Democracy and Corruption - A view from the gray zone.

Dr Thomas Blom Hansen

Democracy and Corruption - A view from the gray zone.

17 January 2014 5 PM

The Godrej India Culture Lab was proud to collaborate with Stanford University for this very special lecture.

 

About the Lecture 

In recent years the public debate on corruption and the Lokpal Bill has increasingly focused on what public opinion holds to be mounting misdeeds and criminal conduct of a whole class of elected politicians. This focus has obscured the deeper historical roots of corruption in India, and the wider systemic links between how democracy, social aspiration and governance actually works in most of the country. In this lecture Dr. Hansen argued, firstly, that corruption was written into the very fabric of colonial rule and the bureaucratic culture of the modern Indian state. Secondly, drawing on many years of ethnographic field work in various parts of India, he painted a series of portraits of people who have made it their full time to enable and prey on public services in poorer neighborhoods; to mobilize and deliver votes to political parties; to trade in information, knowledge and contacts needed by municipal workers, police officers, NGOs, builders and many others. These are the millions of men (and some women) who form the elementary building blocks of popular political life and governance in India, in its best and its worst sense. Any discussion of corruption in India must begin by asking: what conditions have made it possible and necessary for these people and their expertise tothrive and make themselves indispensible?

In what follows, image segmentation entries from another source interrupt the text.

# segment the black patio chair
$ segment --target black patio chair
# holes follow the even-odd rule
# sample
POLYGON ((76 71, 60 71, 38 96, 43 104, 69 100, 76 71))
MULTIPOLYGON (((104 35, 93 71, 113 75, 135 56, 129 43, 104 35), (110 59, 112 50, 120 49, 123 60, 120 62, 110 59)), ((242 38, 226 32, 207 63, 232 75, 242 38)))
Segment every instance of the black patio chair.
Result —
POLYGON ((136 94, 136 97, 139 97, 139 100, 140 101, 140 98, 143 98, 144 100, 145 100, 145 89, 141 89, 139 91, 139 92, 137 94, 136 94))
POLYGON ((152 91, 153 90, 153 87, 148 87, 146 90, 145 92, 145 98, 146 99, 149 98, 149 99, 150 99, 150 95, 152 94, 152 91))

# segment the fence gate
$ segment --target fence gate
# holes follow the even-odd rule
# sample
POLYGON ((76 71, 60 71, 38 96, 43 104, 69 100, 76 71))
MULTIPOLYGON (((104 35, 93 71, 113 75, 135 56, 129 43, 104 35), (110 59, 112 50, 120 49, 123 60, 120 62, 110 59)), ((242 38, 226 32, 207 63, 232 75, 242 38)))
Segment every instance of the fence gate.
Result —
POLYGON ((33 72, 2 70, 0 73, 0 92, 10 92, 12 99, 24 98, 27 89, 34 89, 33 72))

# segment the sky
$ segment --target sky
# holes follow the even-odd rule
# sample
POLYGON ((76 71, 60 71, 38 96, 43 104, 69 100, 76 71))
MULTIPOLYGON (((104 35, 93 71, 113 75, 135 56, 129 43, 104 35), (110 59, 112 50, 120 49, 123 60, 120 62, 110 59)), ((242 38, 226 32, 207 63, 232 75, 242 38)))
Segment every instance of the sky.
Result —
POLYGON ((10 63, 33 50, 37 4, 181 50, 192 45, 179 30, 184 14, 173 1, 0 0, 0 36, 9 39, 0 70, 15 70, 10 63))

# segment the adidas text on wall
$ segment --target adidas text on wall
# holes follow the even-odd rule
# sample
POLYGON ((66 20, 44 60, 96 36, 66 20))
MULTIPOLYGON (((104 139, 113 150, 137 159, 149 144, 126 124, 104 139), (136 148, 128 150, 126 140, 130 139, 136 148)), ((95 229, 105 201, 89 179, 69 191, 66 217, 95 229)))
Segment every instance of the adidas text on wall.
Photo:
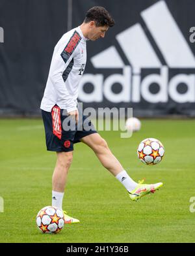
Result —
POLYGON ((166 2, 158 1, 141 12, 140 16, 150 37, 139 23, 118 33, 117 44, 129 65, 125 64, 117 44, 93 56, 90 59, 93 67, 103 69, 104 73, 98 71, 83 75, 79 94, 81 101, 195 103, 195 57, 166 2), (93 86, 90 93, 84 91, 86 84, 93 86), (121 87, 118 93, 112 91, 115 84, 121 87))

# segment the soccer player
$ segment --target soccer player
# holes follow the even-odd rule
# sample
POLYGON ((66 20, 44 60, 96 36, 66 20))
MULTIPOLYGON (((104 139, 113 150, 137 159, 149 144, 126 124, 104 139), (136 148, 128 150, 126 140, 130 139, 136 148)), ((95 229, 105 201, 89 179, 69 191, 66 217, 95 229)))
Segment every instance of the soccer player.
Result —
MULTIPOLYGON (((46 131, 47 150, 57 152, 57 163, 52 184, 52 206, 62 210, 62 200, 67 174, 73 159, 73 144, 82 142, 94 152, 100 163, 129 193, 130 199, 136 200, 155 192, 162 185, 137 184, 124 170, 112 153, 106 141, 94 129, 78 129, 78 121, 86 116, 79 116, 77 110, 78 85, 86 61, 86 42, 103 39, 110 27, 114 25, 110 14, 103 7, 94 7, 86 12, 83 24, 66 33, 55 47, 48 79, 40 108, 46 131), (66 118, 75 120, 75 131, 64 129, 66 118)), ((89 122, 89 124, 92 125, 89 122)), ((66 223, 79 220, 64 212, 66 223)))

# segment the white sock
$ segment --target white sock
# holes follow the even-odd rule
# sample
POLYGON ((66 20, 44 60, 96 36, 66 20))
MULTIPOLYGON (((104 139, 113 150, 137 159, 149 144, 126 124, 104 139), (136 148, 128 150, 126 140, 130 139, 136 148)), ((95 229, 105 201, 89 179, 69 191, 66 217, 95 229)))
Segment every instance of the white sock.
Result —
POLYGON ((125 189, 131 192, 135 189, 137 186, 137 183, 135 182, 131 178, 130 178, 127 172, 124 170, 116 175, 116 178, 125 187, 125 189))
POLYGON ((64 193, 52 191, 52 206, 62 210, 62 200, 64 193))

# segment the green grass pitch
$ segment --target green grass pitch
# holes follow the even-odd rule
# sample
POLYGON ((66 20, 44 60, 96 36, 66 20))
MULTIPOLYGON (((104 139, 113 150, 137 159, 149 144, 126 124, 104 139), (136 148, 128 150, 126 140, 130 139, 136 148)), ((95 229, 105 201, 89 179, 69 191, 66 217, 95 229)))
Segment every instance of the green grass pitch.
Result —
POLYGON ((194 242, 195 120, 143 120, 140 132, 120 138, 120 131, 101 131, 130 176, 162 189, 132 202, 94 152, 75 146, 64 210, 80 224, 66 225, 57 234, 42 234, 36 216, 51 203, 55 153, 47 152, 42 120, 0 120, 0 242, 194 242), (145 138, 160 140, 162 162, 146 166, 136 148, 145 138))

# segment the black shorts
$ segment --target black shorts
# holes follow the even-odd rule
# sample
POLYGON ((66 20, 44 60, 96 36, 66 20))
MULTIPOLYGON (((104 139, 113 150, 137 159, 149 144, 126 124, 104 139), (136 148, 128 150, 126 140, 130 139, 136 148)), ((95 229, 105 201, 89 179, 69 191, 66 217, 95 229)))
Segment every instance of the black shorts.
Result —
MULTIPOLYGON (((57 105, 53 107, 51 112, 42 110, 42 114, 45 127, 47 150, 49 151, 73 151, 74 143, 80 142, 80 140, 85 136, 97 133, 90 120, 88 120, 86 116, 83 116, 83 122, 79 121, 74 131, 67 131, 66 128, 64 130, 64 124, 68 120, 66 119, 68 116, 67 114, 64 114, 64 110, 57 105), (86 129, 84 123, 88 124, 86 129)), ((82 121, 81 117, 79 117, 79 119, 82 121)))

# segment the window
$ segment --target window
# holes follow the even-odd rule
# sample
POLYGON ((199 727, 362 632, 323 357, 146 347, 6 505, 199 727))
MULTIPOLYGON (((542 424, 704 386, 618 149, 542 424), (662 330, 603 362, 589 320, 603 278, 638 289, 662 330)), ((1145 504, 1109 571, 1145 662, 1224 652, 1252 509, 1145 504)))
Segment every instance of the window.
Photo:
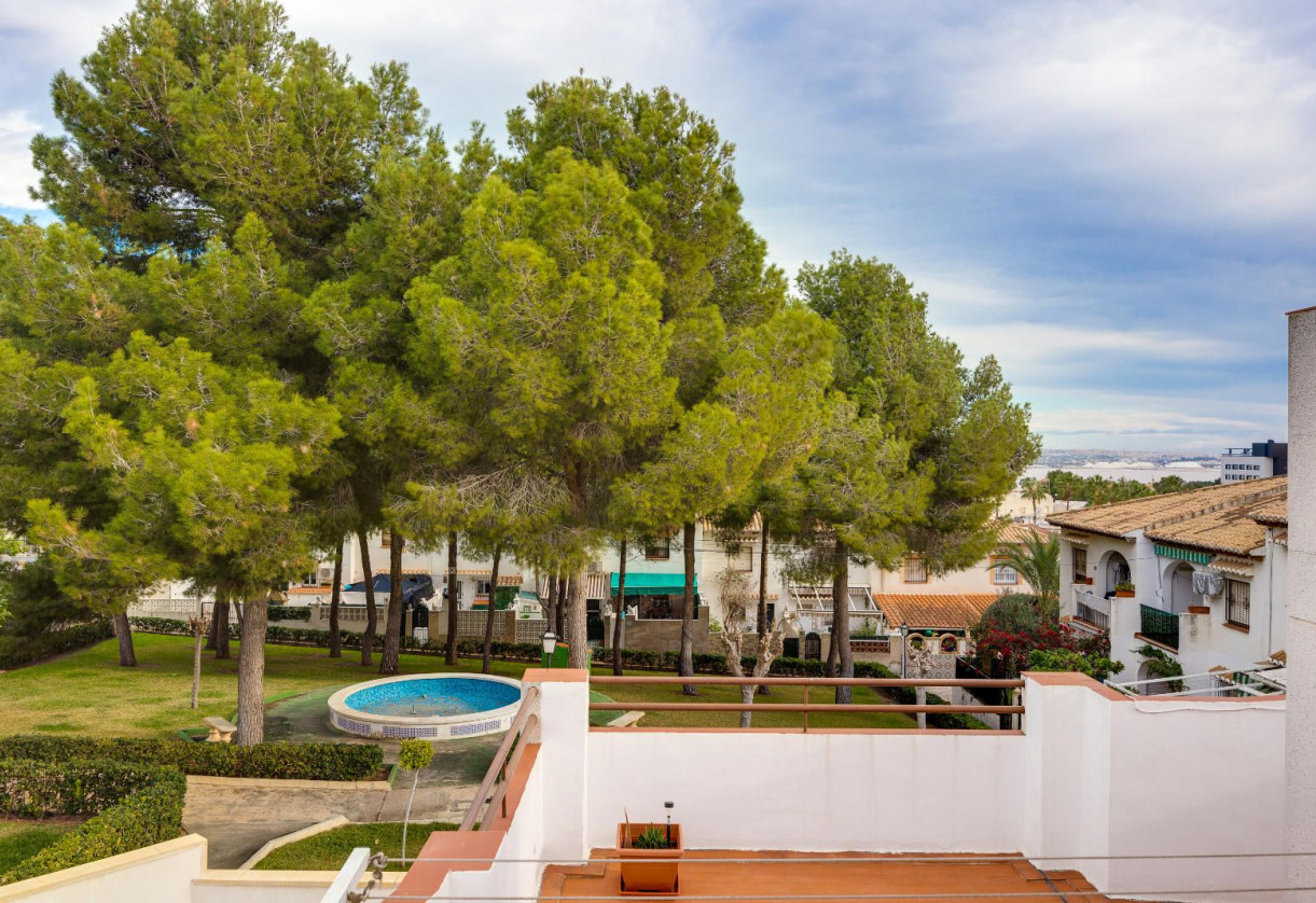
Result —
POLYGON ((928 562, 917 555, 909 555, 904 559, 904 582, 905 583, 926 583, 928 582, 928 562))
POLYGON ((1252 584, 1225 580, 1225 623, 1248 629, 1252 625, 1252 584))
POLYGON ((754 550, 747 545, 726 550, 726 569, 749 573, 754 570, 754 550))
POLYGON ((1019 571, 992 555, 991 582, 998 586, 1015 586, 1019 583, 1019 571))

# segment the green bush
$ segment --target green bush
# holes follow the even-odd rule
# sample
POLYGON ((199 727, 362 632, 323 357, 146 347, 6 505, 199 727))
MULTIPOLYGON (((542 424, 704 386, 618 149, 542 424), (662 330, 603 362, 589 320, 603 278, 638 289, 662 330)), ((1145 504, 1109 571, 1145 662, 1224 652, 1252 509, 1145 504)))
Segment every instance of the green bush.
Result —
POLYGON ((0 794, 11 815, 92 816, 0 875, 8 885, 178 837, 187 779, 174 769, 124 762, 0 760, 0 794))
MULTIPOLYGON (((101 760, 32 761, 0 758, 0 812, 9 817, 91 816, 142 790, 159 777, 153 765, 101 760)), ((67 758, 67 757, 64 757, 67 758)))
POLYGON ((362 781, 378 773, 384 756, 374 744, 187 744, 132 737, 46 737, 14 735, 0 740, 0 757, 38 762, 78 758, 172 765, 183 774, 216 778, 362 781))
POLYGON ((18 667, 38 658, 86 649, 112 636, 114 628, 108 620, 38 633, 34 637, 4 636, 0 637, 0 667, 18 667))

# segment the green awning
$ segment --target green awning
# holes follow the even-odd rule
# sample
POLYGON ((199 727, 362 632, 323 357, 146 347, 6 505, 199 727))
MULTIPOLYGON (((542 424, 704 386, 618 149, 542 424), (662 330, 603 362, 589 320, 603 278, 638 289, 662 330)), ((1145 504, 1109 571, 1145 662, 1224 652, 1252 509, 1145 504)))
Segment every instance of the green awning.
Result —
POLYGON ((1159 558, 1178 558, 1179 561, 1191 561, 1195 565, 1209 565, 1211 555, 1205 552, 1195 552, 1192 549, 1177 549, 1173 545, 1161 545, 1159 542, 1153 545, 1157 557, 1159 558))
MULTIPOLYGON (((621 579, 612 571, 612 594, 617 594, 621 579)), ((686 591, 684 574, 626 574, 628 596, 679 596, 686 591)), ((699 574, 695 574, 695 591, 699 591, 699 574)))

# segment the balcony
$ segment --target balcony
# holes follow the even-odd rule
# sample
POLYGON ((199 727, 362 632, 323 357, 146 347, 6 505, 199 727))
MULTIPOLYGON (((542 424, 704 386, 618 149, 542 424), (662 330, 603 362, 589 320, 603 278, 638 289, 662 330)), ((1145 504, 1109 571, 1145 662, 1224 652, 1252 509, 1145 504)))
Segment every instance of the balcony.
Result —
POLYGON ((1111 631, 1111 600, 1091 590, 1074 587, 1074 619, 1101 633, 1111 631))
POLYGON ((1138 636, 1179 652, 1179 616, 1161 608, 1142 606, 1142 629, 1138 636))

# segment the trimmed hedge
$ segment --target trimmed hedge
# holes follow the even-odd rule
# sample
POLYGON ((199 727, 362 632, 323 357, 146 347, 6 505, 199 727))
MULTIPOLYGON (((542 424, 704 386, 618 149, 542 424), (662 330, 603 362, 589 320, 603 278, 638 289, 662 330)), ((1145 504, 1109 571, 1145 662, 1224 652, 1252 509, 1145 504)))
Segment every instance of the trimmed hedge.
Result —
MULTIPOLYGON (((172 633, 176 636, 192 636, 186 621, 175 621, 167 617, 133 617, 134 631, 145 633, 172 633)), ((229 628, 230 636, 237 640, 238 628, 236 624, 229 628)), ((340 631, 343 649, 361 649, 361 634, 340 631)), ((329 648, 328 631, 312 631, 309 628, 270 627, 266 629, 266 642, 280 646, 316 646, 329 648)), ((426 640, 418 642, 412 637, 401 638, 403 652, 416 656, 442 656, 443 645, 440 640, 426 640)), ((478 658, 482 654, 483 642, 480 640, 458 640, 457 654, 462 658, 478 658)), ((375 649, 383 648, 383 640, 375 637, 375 649)), ((544 658, 544 648, 538 642, 505 642, 495 641, 492 646, 494 658, 504 662, 536 663, 544 658)), ((608 663, 612 661, 612 650, 597 648, 594 650, 594 661, 608 663)), ((646 649, 622 649, 621 666, 633 671, 675 671, 679 656, 674 652, 650 652, 646 649)), ((742 659, 745 671, 754 667, 753 658, 742 659)), ((695 674, 726 674, 726 656, 712 653, 695 653, 695 674)), ((778 658, 769 671, 771 677, 825 677, 826 663, 816 658, 778 658)), ((879 662, 855 662, 854 677, 857 678, 896 678, 899 677, 886 665, 879 662)), ((915 691, 909 687, 896 687, 884 691, 895 702, 905 706, 915 704, 915 691)), ((946 706, 945 699, 934 692, 928 694, 929 706, 946 706)), ((928 713, 928 724, 941 729, 976 731, 984 728, 982 721, 969 715, 958 712, 928 713)), ((213 745, 213 744, 212 744, 213 745)))
POLYGON ((274 778, 300 781, 362 781, 384 766, 375 744, 186 744, 176 740, 132 737, 46 737, 14 735, 0 738, 0 757, 38 762, 105 758, 124 763, 172 765, 183 774, 216 778, 274 778))
POLYGON ((89 815, 55 844, 0 874, 0 885, 118 856, 183 833, 187 779, 174 769, 108 761, 0 758, 8 815, 89 815))
MULTIPOLYGON (((171 617, 130 617, 129 623, 134 631, 142 633, 166 633, 170 636, 192 636, 192 628, 187 621, 176 621, 171 617)), ((382 623, 382 621, 380 621, 382 623)), ((350 631, 340 631, 338 637, 343 649, 361 649, 362 634, 350 631)), ((237 624, 229 625, 229 638, 241 640, 241 631, 237 624)), ((308 627, 267 627, 265 641, 276 646, 312 646, 316 649, 329 648, 329 631, 313 631, 308 627)), ((375 649, 383 649, 384 640, 375 634, 375 649)), ((482 640, 458 640, 457 654, 463 658, 478 658, 482 654, 484 642, 482 640)), ((443 642, 441 640, 426 640, 421 642, 415 637, 401 637, 401 650, 415 656, 442 656, 443 642)), ((494 658, 505 662, 537 662, 544 657, 542 646, 538 642, 507 642, 495 640, 492 645, 494 658)))
POLYGON ((0 667, 18 667, 38 658, 86 649, 112 636, 114 636, 113 624, 101 620, 34 637, 0 637, 0 667))

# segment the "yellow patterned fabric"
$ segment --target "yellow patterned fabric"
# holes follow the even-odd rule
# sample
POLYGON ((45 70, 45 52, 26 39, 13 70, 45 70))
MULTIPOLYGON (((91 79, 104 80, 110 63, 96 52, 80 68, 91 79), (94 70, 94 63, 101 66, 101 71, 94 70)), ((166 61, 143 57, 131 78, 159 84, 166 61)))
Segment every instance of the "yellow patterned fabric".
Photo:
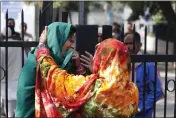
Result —
POLYGON ((107 39, 98 45, 89 76, 68 74, 46 48, 37 51, 37 60, 36 117, 135 115, 138 89, 130 80, 130 58, 122 42, 107 39))

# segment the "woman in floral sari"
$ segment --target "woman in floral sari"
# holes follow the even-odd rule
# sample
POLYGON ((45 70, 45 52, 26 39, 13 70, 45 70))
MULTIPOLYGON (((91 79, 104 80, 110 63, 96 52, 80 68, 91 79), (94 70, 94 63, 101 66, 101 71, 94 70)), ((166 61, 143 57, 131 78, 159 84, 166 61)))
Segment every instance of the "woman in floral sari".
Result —
POLYGON ((44 44, 37 50, 36 117, 133 117, 138 89, 130 80, 130 58, 116 39, 96 49, 93 74, 73 75, 61 69, 44 44))

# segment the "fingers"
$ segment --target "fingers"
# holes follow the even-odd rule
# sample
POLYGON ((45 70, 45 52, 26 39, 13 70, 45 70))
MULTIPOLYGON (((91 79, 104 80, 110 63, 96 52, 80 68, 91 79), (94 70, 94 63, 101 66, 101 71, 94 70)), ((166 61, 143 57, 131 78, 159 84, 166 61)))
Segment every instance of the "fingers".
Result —
POLYGON ((48 26, 45 26, 45 34, 48 33, 48 26))
POLYGON ((80 58, 80 60, 81 60, 83 63, 87 64, 87 65, 90 65, 90 64, 91 64, 89 61, 87 61, 87 60, 85 60, 85 59, 83 59, 83 58, 80 58))
POLYGON ((86 60, 86 61, 88 61, 88 62, 91 61, 91 59, 90 59, 89 57, 86 57, 86 56, 84 56, 84 55, 81 55, 81 58, 84 59, 84 60, 86 60))
POLYGON ((85 51, 86 55, 88 55, 90 58, 93 58, 93 55, 90 54, 89 52, 85 51))
POLYGON ((86 65, 86 64, 83 64, 83 63, 81 63, 81 65, 86 67, 86 68, 89 68, 89 65, 86 65))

About Dr. Thomas Blom Hansen

Thomas Blom Hansen is the Reliance-Dhirubhai Ambani Professor of Anthropology and South Asian Studies at Stanford University. He is also the founder-director of the Center for South Asia at Stanford. Much of Professor Hansen’s fieldwork was done during the tumultuous and tense years in the beginning of the 1990s when conflicts between Hindu militants and Muslims defined national agendas and produced frequent violent clashes in the streets. Out of this work came two books: The Saffron Wave: Democracy and Hindu Nationalism in Modern India (Princeton 1999) which explores the larger phenomenon of Hindu nationalism in the light of the dynamics of India’s democratic experience, and Wages of Violence: Naming and Identity in Postcolonial Bombay (Princeton 2001) which explores the historical processes and contemporary conflicts that led to the rise of violent socioreligious conflict and the renaming of the city in 1995. His long-term study of religious revivalism and identity politics in an Indian township in South Africa was recently published in the book Melancholia of Freedom: Social Life in an Indian Township in South Africa. (Princeton 2012). More recently, he has started a study of community institutions, economic development and everyday legal culture in the city of Aurangabad.